A groundbreaking new car share program will help Los Angeles meet its clean air goals, reduce greenhouse gas emissions, and provide residents of some of its most disadvantaged communities with self-service access to electric vehicles.
“We have to put sustainability at the center of everything we do in Los Angeles — and putting more drivers in electric vehicles is a good way to clean our air,” said Mayor Garcetti. “The BlueLA EV car share program puts California’s cap-and-trade dollars to work to not only help meet the Paris Climate Agreement goals to reduce greenhouse gas emissions and advance the EV goals in my Sustainable City pLAn, it brings new transportation options to neighborhoods that need them.”

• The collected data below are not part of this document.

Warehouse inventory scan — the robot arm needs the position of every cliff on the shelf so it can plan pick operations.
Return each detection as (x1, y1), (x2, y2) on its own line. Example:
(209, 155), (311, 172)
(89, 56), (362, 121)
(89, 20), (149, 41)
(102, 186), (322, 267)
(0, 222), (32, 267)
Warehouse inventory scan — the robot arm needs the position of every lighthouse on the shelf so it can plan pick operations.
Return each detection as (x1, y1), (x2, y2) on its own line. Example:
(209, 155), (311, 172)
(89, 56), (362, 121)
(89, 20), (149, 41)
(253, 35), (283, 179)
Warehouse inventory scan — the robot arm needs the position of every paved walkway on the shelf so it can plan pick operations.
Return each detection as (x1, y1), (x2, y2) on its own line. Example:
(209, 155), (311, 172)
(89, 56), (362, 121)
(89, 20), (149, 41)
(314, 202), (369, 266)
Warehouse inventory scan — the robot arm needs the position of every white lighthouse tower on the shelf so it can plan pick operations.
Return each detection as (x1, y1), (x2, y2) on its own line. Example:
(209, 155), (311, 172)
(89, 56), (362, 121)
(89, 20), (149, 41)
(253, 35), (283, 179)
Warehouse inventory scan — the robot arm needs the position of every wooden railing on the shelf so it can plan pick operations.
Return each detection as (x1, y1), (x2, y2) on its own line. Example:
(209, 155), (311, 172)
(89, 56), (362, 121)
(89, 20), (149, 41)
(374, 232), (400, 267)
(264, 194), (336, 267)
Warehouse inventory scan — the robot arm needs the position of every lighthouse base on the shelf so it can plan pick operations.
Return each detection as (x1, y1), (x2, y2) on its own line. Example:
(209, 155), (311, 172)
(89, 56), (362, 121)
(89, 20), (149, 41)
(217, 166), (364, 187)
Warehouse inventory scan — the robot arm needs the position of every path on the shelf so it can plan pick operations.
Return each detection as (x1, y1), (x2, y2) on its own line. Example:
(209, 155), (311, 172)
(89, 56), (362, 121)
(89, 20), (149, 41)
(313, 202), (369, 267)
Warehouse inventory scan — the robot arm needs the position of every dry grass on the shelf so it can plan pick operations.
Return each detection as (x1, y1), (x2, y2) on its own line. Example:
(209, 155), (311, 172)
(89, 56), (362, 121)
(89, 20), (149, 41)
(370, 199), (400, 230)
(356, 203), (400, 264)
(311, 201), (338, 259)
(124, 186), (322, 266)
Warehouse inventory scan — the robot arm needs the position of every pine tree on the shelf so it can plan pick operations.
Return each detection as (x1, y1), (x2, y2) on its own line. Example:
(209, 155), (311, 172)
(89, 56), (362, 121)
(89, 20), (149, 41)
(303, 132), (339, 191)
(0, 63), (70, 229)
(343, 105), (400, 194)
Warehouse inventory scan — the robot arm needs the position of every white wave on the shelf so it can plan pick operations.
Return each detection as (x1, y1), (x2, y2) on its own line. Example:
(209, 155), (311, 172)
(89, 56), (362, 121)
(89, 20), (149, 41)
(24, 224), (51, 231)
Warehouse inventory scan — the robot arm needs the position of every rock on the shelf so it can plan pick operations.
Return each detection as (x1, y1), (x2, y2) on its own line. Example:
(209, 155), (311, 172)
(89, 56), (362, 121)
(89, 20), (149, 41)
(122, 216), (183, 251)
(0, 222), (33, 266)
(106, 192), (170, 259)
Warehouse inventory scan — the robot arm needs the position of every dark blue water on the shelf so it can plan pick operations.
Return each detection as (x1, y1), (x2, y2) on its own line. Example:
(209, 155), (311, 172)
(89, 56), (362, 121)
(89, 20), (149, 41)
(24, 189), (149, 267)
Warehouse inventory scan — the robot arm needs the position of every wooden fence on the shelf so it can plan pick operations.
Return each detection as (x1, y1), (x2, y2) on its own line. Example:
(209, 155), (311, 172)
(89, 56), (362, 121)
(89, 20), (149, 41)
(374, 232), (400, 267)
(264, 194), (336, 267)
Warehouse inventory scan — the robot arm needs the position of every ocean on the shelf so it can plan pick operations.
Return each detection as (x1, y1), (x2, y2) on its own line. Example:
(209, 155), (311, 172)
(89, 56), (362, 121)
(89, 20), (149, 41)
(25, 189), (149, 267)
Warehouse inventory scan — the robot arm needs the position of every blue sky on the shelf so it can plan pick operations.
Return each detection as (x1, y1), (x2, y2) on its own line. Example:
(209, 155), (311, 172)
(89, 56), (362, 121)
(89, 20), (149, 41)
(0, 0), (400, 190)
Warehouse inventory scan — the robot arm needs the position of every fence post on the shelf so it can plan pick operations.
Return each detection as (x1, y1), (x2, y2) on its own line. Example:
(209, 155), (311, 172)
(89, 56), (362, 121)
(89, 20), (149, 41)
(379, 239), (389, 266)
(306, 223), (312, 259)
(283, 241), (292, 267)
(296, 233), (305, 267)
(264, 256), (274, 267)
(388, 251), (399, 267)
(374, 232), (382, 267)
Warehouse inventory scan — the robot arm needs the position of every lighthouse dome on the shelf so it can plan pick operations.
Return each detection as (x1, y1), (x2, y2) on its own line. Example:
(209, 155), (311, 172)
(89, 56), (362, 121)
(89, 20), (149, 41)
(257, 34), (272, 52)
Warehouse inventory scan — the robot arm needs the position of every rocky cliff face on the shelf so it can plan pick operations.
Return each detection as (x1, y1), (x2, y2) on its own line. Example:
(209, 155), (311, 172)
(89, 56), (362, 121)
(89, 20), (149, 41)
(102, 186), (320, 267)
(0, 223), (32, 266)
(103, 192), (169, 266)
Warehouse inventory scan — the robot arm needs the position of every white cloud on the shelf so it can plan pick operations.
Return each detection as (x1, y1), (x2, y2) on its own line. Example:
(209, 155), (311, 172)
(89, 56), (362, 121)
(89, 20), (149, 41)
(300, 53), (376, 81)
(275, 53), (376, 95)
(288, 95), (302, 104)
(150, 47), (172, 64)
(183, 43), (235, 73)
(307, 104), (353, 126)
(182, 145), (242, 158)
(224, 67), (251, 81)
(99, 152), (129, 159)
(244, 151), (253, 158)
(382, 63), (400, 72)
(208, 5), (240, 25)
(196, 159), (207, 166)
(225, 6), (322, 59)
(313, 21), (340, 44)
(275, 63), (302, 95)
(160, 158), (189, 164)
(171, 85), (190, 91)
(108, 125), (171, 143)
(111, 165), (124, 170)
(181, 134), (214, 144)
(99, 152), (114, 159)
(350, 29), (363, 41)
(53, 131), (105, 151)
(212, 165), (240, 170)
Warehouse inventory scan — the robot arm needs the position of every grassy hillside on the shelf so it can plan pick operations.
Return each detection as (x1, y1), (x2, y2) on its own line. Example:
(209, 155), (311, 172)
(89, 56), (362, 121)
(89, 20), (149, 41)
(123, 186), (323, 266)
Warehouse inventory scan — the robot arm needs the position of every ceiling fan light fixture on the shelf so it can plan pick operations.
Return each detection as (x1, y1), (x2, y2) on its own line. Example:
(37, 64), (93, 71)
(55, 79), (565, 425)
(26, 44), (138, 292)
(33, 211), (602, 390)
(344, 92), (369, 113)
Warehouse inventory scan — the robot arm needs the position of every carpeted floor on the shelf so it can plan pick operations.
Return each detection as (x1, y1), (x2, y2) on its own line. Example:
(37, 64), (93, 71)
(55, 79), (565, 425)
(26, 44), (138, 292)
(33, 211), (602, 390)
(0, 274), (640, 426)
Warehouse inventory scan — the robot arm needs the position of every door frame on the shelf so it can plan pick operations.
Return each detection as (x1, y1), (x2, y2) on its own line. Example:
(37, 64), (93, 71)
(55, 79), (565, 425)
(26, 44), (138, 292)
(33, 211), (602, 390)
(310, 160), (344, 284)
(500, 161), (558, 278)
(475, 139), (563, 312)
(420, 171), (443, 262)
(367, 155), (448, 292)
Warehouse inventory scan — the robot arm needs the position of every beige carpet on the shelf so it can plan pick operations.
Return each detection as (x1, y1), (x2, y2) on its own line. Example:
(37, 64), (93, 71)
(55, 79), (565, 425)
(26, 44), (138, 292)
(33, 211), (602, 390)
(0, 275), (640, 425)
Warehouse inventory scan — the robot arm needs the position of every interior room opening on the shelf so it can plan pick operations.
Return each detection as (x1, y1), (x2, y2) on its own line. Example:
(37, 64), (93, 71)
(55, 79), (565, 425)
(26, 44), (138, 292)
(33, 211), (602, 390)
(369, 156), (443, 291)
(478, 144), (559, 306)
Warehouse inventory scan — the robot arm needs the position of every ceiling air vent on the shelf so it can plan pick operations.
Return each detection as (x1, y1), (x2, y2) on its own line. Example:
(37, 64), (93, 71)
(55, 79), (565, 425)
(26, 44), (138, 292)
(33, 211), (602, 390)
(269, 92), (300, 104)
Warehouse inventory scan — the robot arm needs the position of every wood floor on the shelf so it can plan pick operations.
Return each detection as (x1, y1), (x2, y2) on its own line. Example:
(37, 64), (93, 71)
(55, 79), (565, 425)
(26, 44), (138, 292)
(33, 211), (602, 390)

Today marks the opening of BlueLA’s first demonstration station near the corner of 7th and Bonnie Brae streets in Pico Union. BlueLA — the nation’s largest EV car sharing program for disadvantaged communities — aims to meet Angelenos’ evolving mobility needs in a sustainable way, while bringing more transportation options to low-income communities. The pilot program advances several of the goals outlined in Mayor Garcetti’s Sustainable City pLAn, and will serve portions of Westlake, Pico Union, Koreatown, Echo Park, and Downtown Los Angeles.
“I was proud to author SB 1275, which secured the funding necessary to make programs like this a reality,” said California Senate Leader Kevin de León. “Through the Charge Ahead California Initiative we have expanded access to electric vehicles for all Californians, because if we are going to continue reducing harmful pollutants, electric vehicles can’t just be driven by the wealthy.”
The program is funded in part by a $1.7 million grant through California Climate Investments (CCI), a statewide program that puts billions of cap-and-trade dollars to work reducing greenhouse gas emissions, strengthening the economy, and improving public health — particularly in disadvantaged communities.
“This smart investment of cap-and-trade proceeds delivers on the promise of California’s approach to fighting climate change,” said California Air Resources Board member Hector De La Torre. “In the city that defined American car culture, this program is helping write a new chapter by bringing electric cars directly into neighborhoods that need them the most, and providing families with needed zero-emission ‘last-mile’ transportation that cuts greenhouse gases and helps fight smog.”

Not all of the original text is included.